Pregnancy; Chromosomal imbalance; Aneuploidy; Perinatal diagnosis; Molecular cytogenetics; Fluorescence in situ hybridization (FISH); DNA probes
BAC: Bacterial Artificial Chromosome; CPM: Confined Placental Mosaicism; DAPI: 4,6-Diamino-2-Phenylindole, FISH: Fluorescence In Situ Hybridization; FITC: Fluorescein Isothiocyanate; UPD: Uniparental Disomy
Mini Review
Numerical chromosome aberrations are rarely compatible with early human development and life. Most commonly, chromosomally imbalanced human zygotes or embryos carry chromosomal monosomies or trisomies leading to either failed nidation or fetal demise. Published estimates state that as many as half of the 15-20% of recognized pregnancy failures are due to numerical chromosome aberrations [1]. A few well known exceptions are embryos carrying an extra chromosome 13, 18, 21, X or Y, which lead to phenotypical abnormalities and clinically recognizable symptoms [1-6].
However, incidences of trisomy occur disproportionately among the 22 human autosomes. Studies karyotyping thousands of live birth or spontaneous abortuses, sometimes referred to as ‘product of conception (POC)’, show that trisomies involving chromosome 16 are the by far most common abnormality and are found in 31% of spontaneous abortions [1] compared to trisomy 13 or 21 found in only 4.1% and 10.5% of spontaneous abortions. Chromosome 16 trisomy occurs in 1-2% of all human conceptions and is thus most common autosomal trisomy found in first trimester miscarriages [7,8].
Studies of human preimplantation embryos at the day 3-stage could demonstrate a maternal age dependent increase in the number of embryos carrying cells with an extra chromosome 16 [9] providing further evidence that most trisomy 16 pregnancies originate as a consequence of a maternal meiosis I non-disjunction [10] and are generally not compatible with life [1,11].

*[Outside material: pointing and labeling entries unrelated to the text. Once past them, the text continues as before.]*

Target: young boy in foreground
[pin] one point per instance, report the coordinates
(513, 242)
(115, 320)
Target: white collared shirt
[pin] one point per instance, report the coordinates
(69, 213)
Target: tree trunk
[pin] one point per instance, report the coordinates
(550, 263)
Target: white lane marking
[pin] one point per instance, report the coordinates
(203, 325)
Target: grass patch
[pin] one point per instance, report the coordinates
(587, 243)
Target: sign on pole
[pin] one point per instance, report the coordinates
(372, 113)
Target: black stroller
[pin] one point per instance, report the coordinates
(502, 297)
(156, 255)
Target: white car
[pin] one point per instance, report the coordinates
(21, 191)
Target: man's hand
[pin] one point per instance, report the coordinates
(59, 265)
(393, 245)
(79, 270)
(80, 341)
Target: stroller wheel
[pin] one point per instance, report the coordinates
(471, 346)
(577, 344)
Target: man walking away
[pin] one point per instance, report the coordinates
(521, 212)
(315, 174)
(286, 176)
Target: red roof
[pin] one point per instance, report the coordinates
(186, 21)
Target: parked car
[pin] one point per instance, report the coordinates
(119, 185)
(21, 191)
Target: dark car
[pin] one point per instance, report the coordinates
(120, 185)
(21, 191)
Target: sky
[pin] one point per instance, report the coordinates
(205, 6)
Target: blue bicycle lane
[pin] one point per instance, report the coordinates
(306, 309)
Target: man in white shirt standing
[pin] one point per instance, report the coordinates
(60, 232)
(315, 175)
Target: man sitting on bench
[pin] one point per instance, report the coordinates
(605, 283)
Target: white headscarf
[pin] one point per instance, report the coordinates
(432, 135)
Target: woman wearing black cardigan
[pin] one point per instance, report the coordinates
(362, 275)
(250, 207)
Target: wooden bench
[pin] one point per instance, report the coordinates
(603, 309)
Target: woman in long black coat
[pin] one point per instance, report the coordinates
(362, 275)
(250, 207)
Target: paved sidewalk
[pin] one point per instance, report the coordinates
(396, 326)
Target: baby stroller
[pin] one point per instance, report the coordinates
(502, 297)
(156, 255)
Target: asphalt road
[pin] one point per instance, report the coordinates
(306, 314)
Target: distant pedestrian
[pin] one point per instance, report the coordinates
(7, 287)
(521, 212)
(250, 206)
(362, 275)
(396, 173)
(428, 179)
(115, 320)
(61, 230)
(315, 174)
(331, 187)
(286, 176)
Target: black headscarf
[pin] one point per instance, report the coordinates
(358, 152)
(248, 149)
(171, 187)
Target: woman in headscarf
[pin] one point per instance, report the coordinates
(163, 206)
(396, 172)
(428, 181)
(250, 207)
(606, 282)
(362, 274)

However, some embryos which survive early in utero carry a rare trisomy 16 mosaic aberration, containing both euploid and trisomic cell lines with abnormal expression of imprinted genes [12,13]. Such cases include true mosaics, cases with confined placental mosaicism (CPM) and uniparental disomy (UPD) [7].
A trisomy 16 mosaicism is usually caused by a remarkable process termed ‘trisomy rescue‘, where loss of a chromosome 16 in one of the trisomic cells of the early embryo results in a euploid cell line. The final distribution of trisomy 16 cells in the placenta and the fetus depends on the embryonic stage when trisomy rescue occurs and either one of the two maternal chromosomes or the paternal chromosome can be lost [7,14]. When a trisomy 16 conceptus is rescued, the result may be maternal uniparental disomy 16 (UPD(16)mat), i.e, both homologues of chromosomes 16 are inherited from the mother [15,16] and a lifeborn child may have a distinct phenotypic effect [7,14,17]. While, a significant number of fetuses with prenatally diagnosed mosaic trisomy 16 have a good outcome with a milder phenotypical appearance [6,18], the mosaic trisomy 16 has also been associated with a severe pregnancy complication called ‘preclampsia‘ [13] emphasizing a need for rapid and accurate genetic analysis of fetal chromosomes as a further relevant tool for counselling the mother [10,11,14,19,20].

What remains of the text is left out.